Our circumstances do not warrant a knee-jerk return to the policies which delivered stagflation in the 1970s and early ’80s. We should not be panicked into fiscal profligacy and the burdening of future generations of Australians with huge amounts of debt.
Thanks John.
I wasn’t present at the former Prime Minister’s speech last night so I don’t know if he qualified those remarks but, in fairness, he might have added a crucial piece of information that even his devoted listeners might have had trouble digesting.
The Treasurer of Australia in the 1970s and early 1980s was John Howard. His economic record, as Peter Costello delightedly pointed out to Howard’s biographers, was abysmal.
As for fiscal profligacy, Howard knows what he talks about. He left the Hawke Government with a budget deficit of 4.3% of GDP, which dwarfs the efforts of the current Government.
When he was allowed near the country’s economic levers for a second time, his profligacy continued, with Government spending growing at a Whitlamesque 5% in his last years in office. This time he had a mining boom to thank for not plunging the country into deficit.
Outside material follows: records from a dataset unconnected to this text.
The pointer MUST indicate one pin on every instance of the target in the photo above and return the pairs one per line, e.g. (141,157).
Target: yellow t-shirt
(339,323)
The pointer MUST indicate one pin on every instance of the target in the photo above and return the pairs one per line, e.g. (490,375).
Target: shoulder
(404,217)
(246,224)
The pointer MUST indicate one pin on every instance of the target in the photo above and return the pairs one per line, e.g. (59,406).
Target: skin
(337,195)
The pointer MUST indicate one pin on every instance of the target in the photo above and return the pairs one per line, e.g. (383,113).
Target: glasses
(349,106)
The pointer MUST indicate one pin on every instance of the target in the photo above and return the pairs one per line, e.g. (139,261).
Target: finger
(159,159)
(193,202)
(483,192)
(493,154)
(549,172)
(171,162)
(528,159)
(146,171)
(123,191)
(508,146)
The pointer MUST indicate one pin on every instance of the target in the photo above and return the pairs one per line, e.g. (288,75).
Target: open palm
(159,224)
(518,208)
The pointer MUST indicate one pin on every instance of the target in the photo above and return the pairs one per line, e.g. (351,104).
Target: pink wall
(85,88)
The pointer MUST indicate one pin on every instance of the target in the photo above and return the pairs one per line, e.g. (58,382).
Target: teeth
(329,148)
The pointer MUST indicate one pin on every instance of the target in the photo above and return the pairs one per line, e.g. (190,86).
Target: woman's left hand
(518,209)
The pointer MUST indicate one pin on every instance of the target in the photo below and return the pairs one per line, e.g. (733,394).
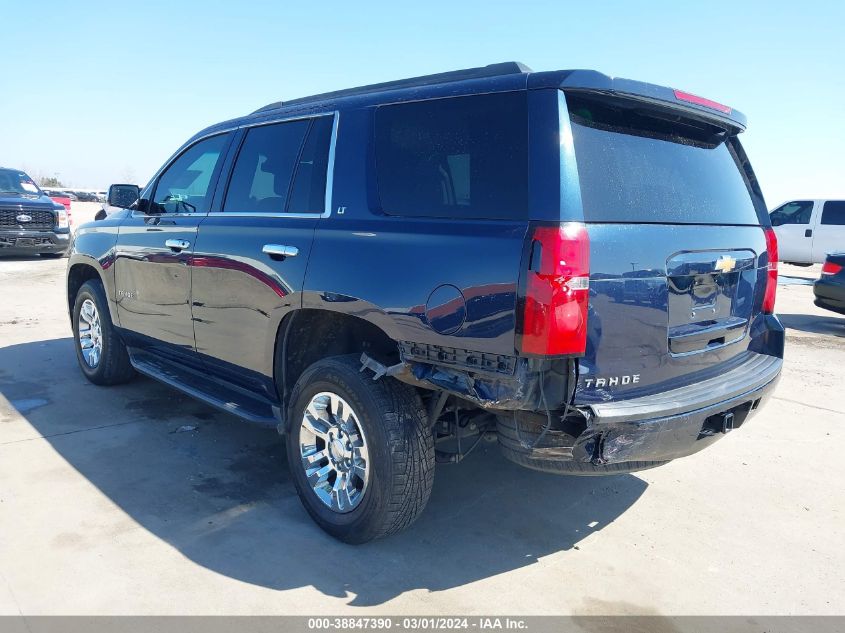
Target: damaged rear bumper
(672,424)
But as Malcolm Turnbull has repeatedly said, it’s the quality of the spend that counts. And the quality of the spend was dreadful — massive pork barrelling and middle-class welfare. No social or economic infrastructure. An omission for which we’ll be paying for generations.
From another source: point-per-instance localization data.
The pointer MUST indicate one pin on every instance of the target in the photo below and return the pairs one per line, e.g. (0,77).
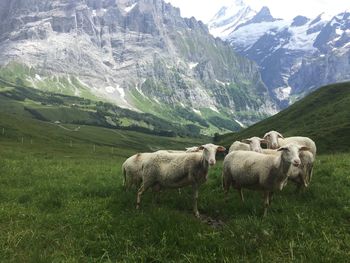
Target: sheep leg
(270,197)
(298,188)
(195,198)
(142,189)
(241,194)
(226,186)
(266,202)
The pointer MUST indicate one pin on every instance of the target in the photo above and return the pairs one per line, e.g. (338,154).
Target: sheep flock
(246,166)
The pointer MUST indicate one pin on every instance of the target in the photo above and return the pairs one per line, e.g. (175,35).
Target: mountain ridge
(295,56)
(137,54)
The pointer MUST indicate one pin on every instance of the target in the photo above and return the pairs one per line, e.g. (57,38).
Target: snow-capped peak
(228,18)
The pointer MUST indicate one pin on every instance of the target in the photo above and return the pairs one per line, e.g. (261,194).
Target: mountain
(295,56)
(323,115)
(138,54)
(228,18)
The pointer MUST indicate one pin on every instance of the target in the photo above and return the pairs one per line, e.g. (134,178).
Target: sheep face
(290,153)
(254,143)
(209,152)
(271,138)
(192,149)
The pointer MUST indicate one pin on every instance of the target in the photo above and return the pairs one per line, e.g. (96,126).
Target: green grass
(323,115)
(66,204)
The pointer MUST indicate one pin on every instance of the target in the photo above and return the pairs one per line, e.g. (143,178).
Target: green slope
(323,115)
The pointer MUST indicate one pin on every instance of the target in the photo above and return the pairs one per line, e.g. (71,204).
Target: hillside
(323,115)
(137,54)
(62,202)
(53,107)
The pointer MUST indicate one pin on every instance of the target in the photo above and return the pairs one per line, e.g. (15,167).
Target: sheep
(132,167)
(166,170)
(258,171)
(275,140)
(301,175)
(192,149)
(239,146)
(251,144)
(132,170)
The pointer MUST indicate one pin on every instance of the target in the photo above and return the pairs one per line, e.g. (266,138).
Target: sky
(288,9)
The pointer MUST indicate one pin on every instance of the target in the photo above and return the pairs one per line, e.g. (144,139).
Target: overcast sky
(205,9)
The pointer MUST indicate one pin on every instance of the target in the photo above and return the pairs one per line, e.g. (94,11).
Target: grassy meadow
(66,204)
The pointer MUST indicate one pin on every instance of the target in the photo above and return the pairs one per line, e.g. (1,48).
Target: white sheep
(192,149)
(132,167)
(275,139)
(302,174)
(258,171)
(166,170)
(250,144)
(132,170)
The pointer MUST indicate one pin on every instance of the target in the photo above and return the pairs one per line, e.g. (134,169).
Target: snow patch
(38,77)
(156,100)
(240,123)
(213,108)
(222,83)
(192,65)
(338,31)
(110,89)
(129,8)
(121,92)
(283,93)
(244,37)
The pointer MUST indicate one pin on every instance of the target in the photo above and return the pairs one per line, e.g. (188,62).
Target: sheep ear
(304,148)
(266,134)
(221,149)
(281,149)
(263,141)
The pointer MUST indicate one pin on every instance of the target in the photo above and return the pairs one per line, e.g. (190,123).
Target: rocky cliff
(139,54)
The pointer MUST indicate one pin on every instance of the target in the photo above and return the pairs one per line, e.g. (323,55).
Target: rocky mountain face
(294,56)
(138,54)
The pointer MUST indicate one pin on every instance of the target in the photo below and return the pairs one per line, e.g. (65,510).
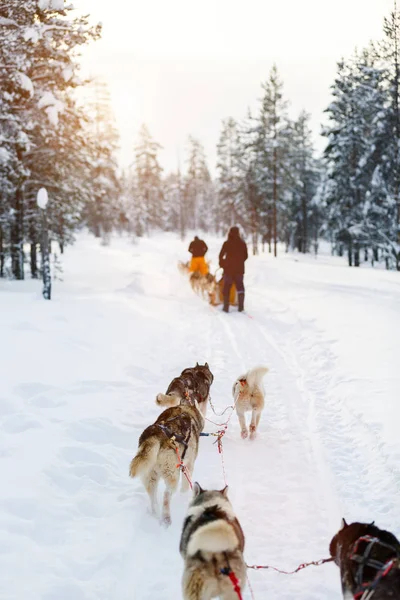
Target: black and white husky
(369,562)
(212,545)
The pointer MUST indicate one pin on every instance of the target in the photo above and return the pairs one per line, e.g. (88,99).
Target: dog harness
(365,589)
(184,440)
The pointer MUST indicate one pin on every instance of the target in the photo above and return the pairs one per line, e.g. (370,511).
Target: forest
(57,131)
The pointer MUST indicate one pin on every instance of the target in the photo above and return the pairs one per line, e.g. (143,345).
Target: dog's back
(378,553)
(212,545)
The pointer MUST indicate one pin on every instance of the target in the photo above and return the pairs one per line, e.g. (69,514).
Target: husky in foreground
(369,562)
(176,429)
(212,545)
(195,380)
(248,394)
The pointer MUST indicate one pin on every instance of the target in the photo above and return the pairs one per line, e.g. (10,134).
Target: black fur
(342,548)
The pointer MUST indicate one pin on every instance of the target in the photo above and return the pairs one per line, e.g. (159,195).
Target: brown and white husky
(212,545)
(248,393)
(177,428)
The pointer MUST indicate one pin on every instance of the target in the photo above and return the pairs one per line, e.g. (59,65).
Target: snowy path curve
(123,324)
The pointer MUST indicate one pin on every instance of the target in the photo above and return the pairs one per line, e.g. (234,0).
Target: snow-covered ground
(79,376)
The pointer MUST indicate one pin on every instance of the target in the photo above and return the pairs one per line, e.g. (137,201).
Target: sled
(217,297)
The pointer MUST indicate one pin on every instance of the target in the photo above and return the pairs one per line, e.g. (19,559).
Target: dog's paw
(166,521)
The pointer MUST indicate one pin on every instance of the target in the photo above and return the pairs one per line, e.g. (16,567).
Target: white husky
(248,393)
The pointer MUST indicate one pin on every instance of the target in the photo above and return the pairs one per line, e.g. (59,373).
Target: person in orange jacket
(198,249)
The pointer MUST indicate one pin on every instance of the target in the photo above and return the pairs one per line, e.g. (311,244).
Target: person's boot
(241,302)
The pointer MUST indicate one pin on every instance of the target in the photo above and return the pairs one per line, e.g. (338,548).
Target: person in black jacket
(197,249)
(232,258)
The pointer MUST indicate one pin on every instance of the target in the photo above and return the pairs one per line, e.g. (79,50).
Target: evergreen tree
(38,72)
(271,145)
(198,191)
(103,212)
(298,211)
(148,193)
(229,174)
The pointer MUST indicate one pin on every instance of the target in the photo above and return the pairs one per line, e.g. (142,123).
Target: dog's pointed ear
(197,489)
(224,492)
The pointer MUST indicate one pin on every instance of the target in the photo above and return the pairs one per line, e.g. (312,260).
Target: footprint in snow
(101,431)
(19,424)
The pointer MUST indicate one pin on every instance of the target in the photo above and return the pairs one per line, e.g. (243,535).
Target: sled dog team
(212,541)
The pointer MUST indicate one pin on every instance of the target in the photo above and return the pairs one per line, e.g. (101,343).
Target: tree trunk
(2,257)
(17,236)
(304,233)
(34,271)
(275,199)
(356,255)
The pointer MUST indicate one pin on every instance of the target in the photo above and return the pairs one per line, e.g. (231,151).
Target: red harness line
(236,585)
(183,468)
(316,563)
The Howard version of events is every bit as dodgy as the Rudd version. His claims of fiscal rigour are nonsensical. And, if you lost your dough in a corporate collapse during the Howard years, you might not think his Government’s financial oversight was too flash either. HIH, Westpoint, Fincorp, Henry Kaye, ACR, James Hardie, NAB’s forex desk, Bridgecorp, Firepower … although it’s surprising that Howard didn’t mention those, given they occurred on the watch of his good friend Peter Costello, whose presence last night was unfortunately required at another conservative circle jerk in Sydney.
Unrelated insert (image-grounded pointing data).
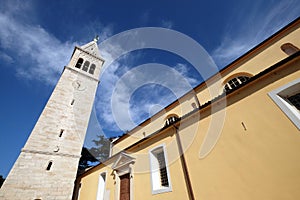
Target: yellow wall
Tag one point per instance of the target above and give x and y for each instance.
(261, 162)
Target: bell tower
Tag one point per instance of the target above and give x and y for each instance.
(47, 165)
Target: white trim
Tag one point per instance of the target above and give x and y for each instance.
(153, 170)
(278, 96)
(123, 165)
(101, 186)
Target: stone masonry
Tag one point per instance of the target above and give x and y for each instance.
(47, 165)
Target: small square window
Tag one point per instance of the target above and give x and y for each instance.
(287, 98)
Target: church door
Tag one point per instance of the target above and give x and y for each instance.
(125, 187)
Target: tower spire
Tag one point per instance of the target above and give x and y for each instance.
(47, 165)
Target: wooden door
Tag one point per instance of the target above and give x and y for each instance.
(125, 187)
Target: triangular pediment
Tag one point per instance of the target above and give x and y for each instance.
(92, 48)
(122, 160)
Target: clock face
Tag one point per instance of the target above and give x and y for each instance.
(78, 85)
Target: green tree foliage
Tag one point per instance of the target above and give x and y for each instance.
(101, 149)
(1, 180)
(86, 159)
(94, 155)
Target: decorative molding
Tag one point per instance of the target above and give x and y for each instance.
(49, 153)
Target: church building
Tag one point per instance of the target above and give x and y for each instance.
(234, 136)
(241, 142)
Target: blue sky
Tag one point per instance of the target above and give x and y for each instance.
(37, 39)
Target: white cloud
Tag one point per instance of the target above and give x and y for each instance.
(254, 27)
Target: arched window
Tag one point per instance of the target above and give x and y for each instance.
(289, 48)
(235, 82)
(86, 66)
(92, 69)
(171, 120)
(79, 63)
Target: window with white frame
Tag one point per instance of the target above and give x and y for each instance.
(159, 170)
(101, 186)
(287, 98)
(235, 82)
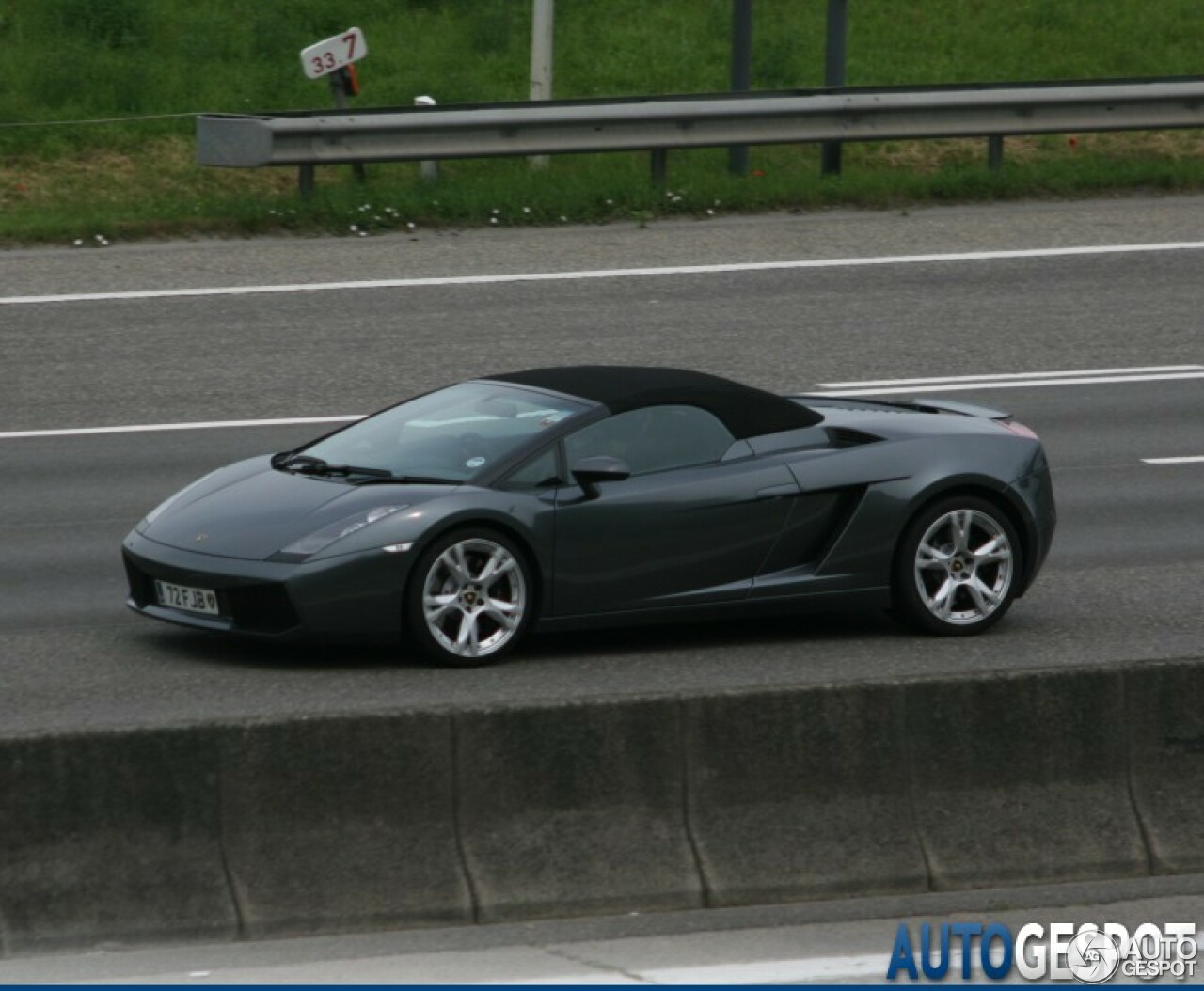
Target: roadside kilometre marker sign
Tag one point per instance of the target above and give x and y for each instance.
(334, 53)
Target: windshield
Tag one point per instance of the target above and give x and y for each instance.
(454, 433)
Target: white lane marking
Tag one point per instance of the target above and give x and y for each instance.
(1006, 376)
(919, 390)
(824, 969)
(80, 432)
(672, 270)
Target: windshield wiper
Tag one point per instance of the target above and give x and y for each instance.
(306, 464)
(409, 480)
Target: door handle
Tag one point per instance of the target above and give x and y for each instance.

Oh, and Howard apparently kept a straight face when he observed that “Liberals should always retain their strong belief in the fundamental force of the market.” Just as his Government did on aviation, pharmaceuticals, media policy, wheat … the list goes on.
Kevin Rudd might be talking crap when he purports to explain how neoliberalism plunged us into recession but John Howard shouldn’t even be given airtime. He was a shabby economic manager and, for that matter, a shabby Liberal, and should be ignored.